No doubt this short piece will resonate with some and be ridiculed by others. Some will recognise the feelings, others will think they’re the idealistic ramblings of a bunny hugger. Again, I’m not going to apologise. For a few months there was something tantalising and almost within reach, and it was a world I felt at peace within. I wasn’t angry. Shotguns fell silent instead of plundering our local wildlife. Birds dared to nest close to paths. Toads crossed roads rather than being flattened into them. Verges burst into colour as councils locked away their mowers. Of course the wildlife criminals were still out there (even the Daily Mail noted recently that bird of prey persecution has continued while those ‘key workers’ readying birds for the gun were out and about out with no-one to watch them), but in my small corner of the world nature was allowed to simply do what it had done for thousands of years before we became the most rampageous species the world has ever seen.

And now, inevitably I suppose, we’re back. Will I take advantage of the ending of lockdown? It would be hypocritical to say that I won’t. I want to see family and friends again. I want to get out and explore. I want to ride my bike for miles and know there are cafes open to stop at. Of course I do. And do I understand how desperately people want to have this pandemic controlled and no longer newsworthy? To have the security of work and a salary? Again, of course. And if I were a glass-half-full type, I would be joining in the celebrations while fired up with a vision of what I’ve been experiencing, a renewed energy to tell everyone about that better world that is still there even while the curtain has begun to lower again. At the moment though it feels more like picking up the same heavy load I’d put down for a while rather than a refreshed leap out of the blocks ready for change.

I’ll adapt again. We all will. But right now, solastalgia: “the feeling of distress associated with environmental change close to your home“. It’s starting to feel as if we temporarily slowed a car crash by stopping the film running, not by removing the dangers. Now the film is running again and I’m sure I’m not the only one who is thinking, ‘A cleaner, quieter, kinder world?
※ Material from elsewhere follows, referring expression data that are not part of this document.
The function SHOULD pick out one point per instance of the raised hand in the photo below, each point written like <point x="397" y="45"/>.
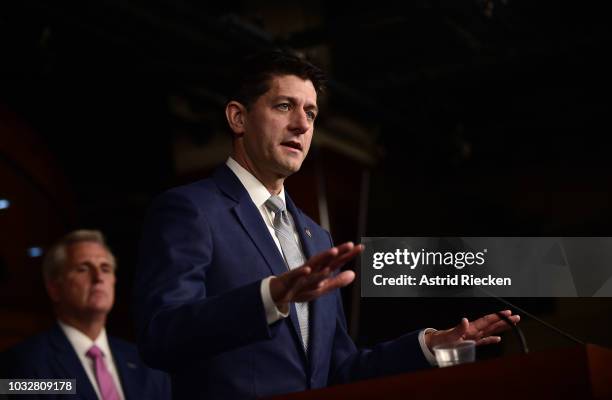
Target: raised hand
<point x="484" y="330"/>
<point x="314" y="278"/>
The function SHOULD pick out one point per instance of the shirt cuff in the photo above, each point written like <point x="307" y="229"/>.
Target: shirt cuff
<point x="273" y="314"/>
<point x="431" y="358"/>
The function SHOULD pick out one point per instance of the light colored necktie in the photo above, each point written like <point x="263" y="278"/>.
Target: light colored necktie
<point x="283" y="227"/>
<point x="107" y="387"/>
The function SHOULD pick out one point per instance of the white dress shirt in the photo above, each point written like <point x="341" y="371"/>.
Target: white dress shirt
<point x="259" y="194"/>
<point x="81" y="343"/>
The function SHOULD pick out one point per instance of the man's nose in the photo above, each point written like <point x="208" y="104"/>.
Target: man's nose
<point x="299" y="122"/>
<point x="96" y="275"/>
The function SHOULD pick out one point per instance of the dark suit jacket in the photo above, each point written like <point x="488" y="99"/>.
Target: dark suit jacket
<point x="50" y="355"/>
<point x="199" y="312"/>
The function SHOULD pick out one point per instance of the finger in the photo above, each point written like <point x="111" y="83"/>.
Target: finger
<point x="488" y="340"/>
<point x="326" y="286"/>
<point x="502" y="326"/>
<point x="483" y="322"/>
<point x="340" y="260"/>
<point x="320" y="260"/>
<point x="459" y="331"/>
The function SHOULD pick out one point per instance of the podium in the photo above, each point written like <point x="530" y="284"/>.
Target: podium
<point x="583" y="372"/>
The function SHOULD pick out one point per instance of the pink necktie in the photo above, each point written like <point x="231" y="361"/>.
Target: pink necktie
<point x="107" y="387"/>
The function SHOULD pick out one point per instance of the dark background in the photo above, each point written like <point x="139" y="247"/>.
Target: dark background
<point x="442" y="118"/>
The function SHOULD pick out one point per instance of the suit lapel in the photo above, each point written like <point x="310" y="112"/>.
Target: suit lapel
<point x="250" y="218"/>
<point x="317" y="314"/>
<point x="70" y="364"/>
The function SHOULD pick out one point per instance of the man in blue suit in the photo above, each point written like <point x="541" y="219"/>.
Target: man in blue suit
<point x="79" y="273"/>
<point x="237" y="290"/>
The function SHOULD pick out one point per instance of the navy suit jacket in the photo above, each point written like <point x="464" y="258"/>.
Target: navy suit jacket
<point x="50" y="355"/>
<point x="199" y="312"/>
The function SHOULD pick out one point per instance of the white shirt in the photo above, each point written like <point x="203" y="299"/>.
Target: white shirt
<point x="259" y="195"/>
<point x="81" y="343"/>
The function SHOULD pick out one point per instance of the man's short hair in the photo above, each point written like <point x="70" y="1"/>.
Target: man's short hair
<point x="255" y="72"/>
<point x="56" y="256"/>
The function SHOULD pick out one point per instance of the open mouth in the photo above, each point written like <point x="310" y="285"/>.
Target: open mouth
<point x="293" y="144"/>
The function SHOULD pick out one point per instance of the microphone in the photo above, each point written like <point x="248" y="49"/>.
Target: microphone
<point x="517" y="330"/>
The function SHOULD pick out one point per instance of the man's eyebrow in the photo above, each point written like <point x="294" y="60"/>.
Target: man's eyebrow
<point x="293" y="100"/>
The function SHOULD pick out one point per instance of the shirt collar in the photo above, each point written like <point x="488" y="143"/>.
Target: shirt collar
<point x="82" y="343"/>
<point x="257" y="191"/>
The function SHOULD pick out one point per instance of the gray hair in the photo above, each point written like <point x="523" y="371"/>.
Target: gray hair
<point x="56" y="256"/>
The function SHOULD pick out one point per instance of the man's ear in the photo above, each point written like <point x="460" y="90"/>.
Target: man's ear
<point x="235" y="114"/>
<point x="53" y="290"/>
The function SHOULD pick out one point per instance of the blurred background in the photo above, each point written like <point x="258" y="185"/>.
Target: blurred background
<point x="449" y="117"/>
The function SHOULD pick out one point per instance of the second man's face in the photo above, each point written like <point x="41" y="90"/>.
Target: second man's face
<point x="87" y="282"/>
<point x="278" y="127"/>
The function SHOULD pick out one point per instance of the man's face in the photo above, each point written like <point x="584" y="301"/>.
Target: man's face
<point x="86" y="285"/>
<point x="278" y="127"/>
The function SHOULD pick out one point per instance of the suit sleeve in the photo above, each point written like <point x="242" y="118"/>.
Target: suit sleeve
<point x="176" y="320"/>
<point x="350" y="364"/>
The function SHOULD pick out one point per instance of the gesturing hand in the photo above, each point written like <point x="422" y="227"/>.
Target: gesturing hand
<point x="483" y="330"/>
<point x="315" y="277"/>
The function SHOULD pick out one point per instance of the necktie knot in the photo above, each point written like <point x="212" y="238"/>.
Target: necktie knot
<point x="94" y="352"/>
<point x="275" y="204"/>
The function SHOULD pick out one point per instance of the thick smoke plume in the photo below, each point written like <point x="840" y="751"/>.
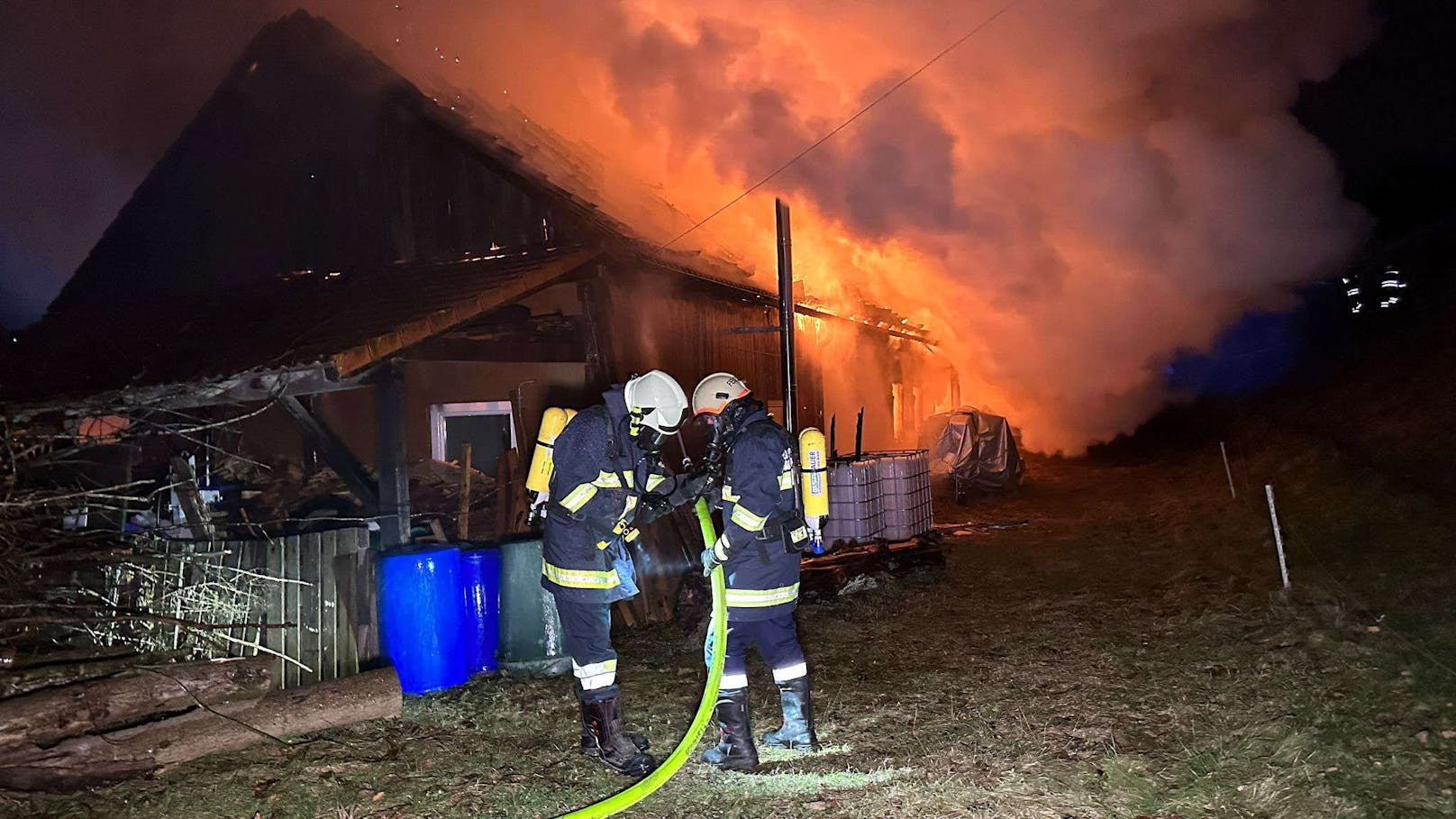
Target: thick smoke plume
<point x="1070" y="197"/>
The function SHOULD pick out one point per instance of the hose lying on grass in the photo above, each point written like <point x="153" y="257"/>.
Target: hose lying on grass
<point x="648" y="784"/>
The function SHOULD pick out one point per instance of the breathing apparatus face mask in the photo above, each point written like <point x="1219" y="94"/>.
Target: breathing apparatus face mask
<point x="651" y="439"/>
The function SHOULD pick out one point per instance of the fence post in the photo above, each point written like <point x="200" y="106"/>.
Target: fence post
<point x="1279" y="537"/>
<point x="1228" y="471"/>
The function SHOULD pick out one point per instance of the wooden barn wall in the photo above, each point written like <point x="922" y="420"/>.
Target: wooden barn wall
<point x="689" y="328"/>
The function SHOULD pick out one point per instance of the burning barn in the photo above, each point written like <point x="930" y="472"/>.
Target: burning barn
<point x="383" y="286"/>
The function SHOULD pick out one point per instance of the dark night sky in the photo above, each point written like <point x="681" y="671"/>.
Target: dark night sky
<point x="92" y="94"/>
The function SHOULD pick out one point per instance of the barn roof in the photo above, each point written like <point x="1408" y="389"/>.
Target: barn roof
<point x="243" y="331"/>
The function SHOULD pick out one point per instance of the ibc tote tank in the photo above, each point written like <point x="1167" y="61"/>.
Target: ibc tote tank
<point x="482" y="609"/>
<point x="421" y="616"/>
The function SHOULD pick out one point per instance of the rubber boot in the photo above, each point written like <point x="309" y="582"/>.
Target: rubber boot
<point x="796" y="732"/>
<point x="588" y="741"/>
<point x="614" y="748"/>
<point x="735" y="751"/>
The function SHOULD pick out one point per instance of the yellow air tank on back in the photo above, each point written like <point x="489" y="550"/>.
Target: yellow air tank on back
<point x="814" y="483"/>
<point x="538" y="479"/>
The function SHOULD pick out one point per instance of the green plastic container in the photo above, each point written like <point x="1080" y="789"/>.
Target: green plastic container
<point x="531" y="627"/>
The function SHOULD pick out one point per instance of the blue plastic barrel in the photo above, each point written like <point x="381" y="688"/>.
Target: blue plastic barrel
<point x="421" y="618"/>
<point x="482" y="609"/>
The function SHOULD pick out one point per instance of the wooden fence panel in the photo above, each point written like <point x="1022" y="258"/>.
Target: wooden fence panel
<point x="316" y="590"/>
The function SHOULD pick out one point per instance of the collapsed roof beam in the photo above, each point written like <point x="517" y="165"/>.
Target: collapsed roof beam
<point x="319" y="438"/>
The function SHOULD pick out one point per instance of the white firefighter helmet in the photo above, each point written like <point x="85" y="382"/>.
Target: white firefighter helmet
<point x="716" y="391"/>
<point x="656" y="401"/>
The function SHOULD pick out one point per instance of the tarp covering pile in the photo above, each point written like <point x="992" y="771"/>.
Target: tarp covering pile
<point x="978" y="449"/>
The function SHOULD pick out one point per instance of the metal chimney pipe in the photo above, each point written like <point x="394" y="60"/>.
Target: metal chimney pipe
<point x="791" y="408"/>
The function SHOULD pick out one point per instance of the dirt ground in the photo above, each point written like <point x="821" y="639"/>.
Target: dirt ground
<point x="1124" y="655"/>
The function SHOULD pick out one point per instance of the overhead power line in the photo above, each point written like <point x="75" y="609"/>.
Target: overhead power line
<point x="845" y="124"/>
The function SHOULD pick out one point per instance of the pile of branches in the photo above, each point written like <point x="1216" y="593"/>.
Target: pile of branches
<point x="52" y="578"/>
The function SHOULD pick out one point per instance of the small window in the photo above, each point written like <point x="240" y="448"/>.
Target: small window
<point x="484" y="424"/>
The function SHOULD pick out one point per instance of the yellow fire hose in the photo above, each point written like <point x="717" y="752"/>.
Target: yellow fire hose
<point x="648" y="784"/>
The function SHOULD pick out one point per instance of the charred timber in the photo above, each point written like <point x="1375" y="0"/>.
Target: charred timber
<point x="45" y="717"/>
<point x="162" y="745"/>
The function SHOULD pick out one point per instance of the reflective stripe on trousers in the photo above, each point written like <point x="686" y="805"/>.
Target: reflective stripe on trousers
<point x="581" y="578"/>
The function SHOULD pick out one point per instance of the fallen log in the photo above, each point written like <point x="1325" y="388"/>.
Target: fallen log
<point x="158" y="746"/>
<point x="45" y="717"/>
<point x="26" y="678"/>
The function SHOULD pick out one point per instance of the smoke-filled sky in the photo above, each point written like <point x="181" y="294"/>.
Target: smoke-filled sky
<point x="1077" y="193"/>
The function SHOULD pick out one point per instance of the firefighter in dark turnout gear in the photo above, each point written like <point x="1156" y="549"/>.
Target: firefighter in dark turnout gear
<point x="607" y="483"/>
<point x="759" y="548"/>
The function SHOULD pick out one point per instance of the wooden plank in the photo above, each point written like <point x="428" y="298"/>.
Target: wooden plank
<point x="390" y="455"/>
<point x="309" y="606"/>
<point x="193" y="507"/>
<point x="292" y="609"/>
<point x="366" y="601"/>
<point x="274" y="637"/>
<point x="328" y="606"/>
<point x="349" y="653"/>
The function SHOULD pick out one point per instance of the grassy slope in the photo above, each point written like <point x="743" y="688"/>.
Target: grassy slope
<point x="1124" y="655"/>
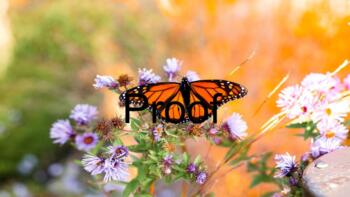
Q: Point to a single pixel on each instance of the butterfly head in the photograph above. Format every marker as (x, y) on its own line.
(185, 80)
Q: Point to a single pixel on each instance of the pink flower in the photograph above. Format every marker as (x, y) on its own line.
(332, 110)
(61, 131)
(86, 141)
(147, 77)
(172, 68)
(286, 163)
(319, 82)
(93, 164)
(346, 81)
(116, 170)
(335, 92)
(332, 129)
(297, 101)
(236, 126)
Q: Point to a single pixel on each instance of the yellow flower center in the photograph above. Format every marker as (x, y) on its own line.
(328, 111)
(330, 134)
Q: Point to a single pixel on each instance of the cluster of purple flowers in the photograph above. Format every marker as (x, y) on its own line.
(200, 176)
(321, 99)
(62, 130)
(112, 164)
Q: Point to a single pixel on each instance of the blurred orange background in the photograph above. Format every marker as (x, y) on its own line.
(211, 37)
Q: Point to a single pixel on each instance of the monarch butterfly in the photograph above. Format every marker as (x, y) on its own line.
(181, 102)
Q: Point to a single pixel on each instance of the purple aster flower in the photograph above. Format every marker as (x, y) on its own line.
(286, 163)
(157, 132)
(102, 81)
(213, 131)
(115, 169)
(83, 113)
(236, 126)
(61, 131)
(172, 68)
(147, 77)
(217, 140)
(86, 141)
(277, 195)
(201, 178)
(118, 151)
(330, 128)
(346, 81)
(305, 157)
(293, 181)
(167, 162)
(93, 164)
(191, 168)
(192, 76)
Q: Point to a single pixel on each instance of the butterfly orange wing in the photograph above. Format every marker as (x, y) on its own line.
(205, 90)
(159, 92)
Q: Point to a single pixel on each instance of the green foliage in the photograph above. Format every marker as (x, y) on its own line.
(52, 44)
(309, 129)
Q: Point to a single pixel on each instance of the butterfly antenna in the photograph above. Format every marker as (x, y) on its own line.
(285, 78)
(238, 66)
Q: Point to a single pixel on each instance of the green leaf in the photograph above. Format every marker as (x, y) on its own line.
(261, 178)
(185, 158)
(131, 187)
(135, 124)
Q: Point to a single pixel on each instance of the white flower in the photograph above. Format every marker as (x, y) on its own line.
(297, 101)
(332, 129)
(172, 67)
(102, 81)
(84, 113)
(147, 77)
(286, 163)
(337, 110)
(319, 82)
(93, 164)
(86, 141)
(116, 170)
(236, 126)
(192, 76)
(346, 81)
(324, 145)
(61, 131)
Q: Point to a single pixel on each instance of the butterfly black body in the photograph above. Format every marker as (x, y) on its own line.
(181, 102)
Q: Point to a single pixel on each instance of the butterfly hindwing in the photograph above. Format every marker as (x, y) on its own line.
(205, 91)
(159, 92)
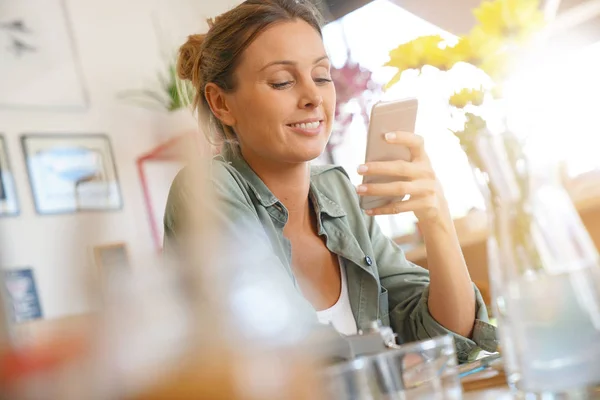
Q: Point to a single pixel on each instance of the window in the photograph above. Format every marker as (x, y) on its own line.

Yep, that really was something”. And I miss it already…

 

* EDIT: 26 June 2020 – the day lockdown exploded. How much did we change? Not much. A major incident was declared on June 26th as people flocked to England’s south coast after lockdown restrictions were eased slightly. Bournemouth, Christchurch and Poole council said services were ‘completely overstretched’ as visitors defied advice to stay away, and the next day media reported that these ‘visitors’ had dumped forty-one tonnes of rubbish on the Bournemouth coastline over two days, with disgusted locals even claiming to have found ‘poo in takeaway boxes’ on beaches.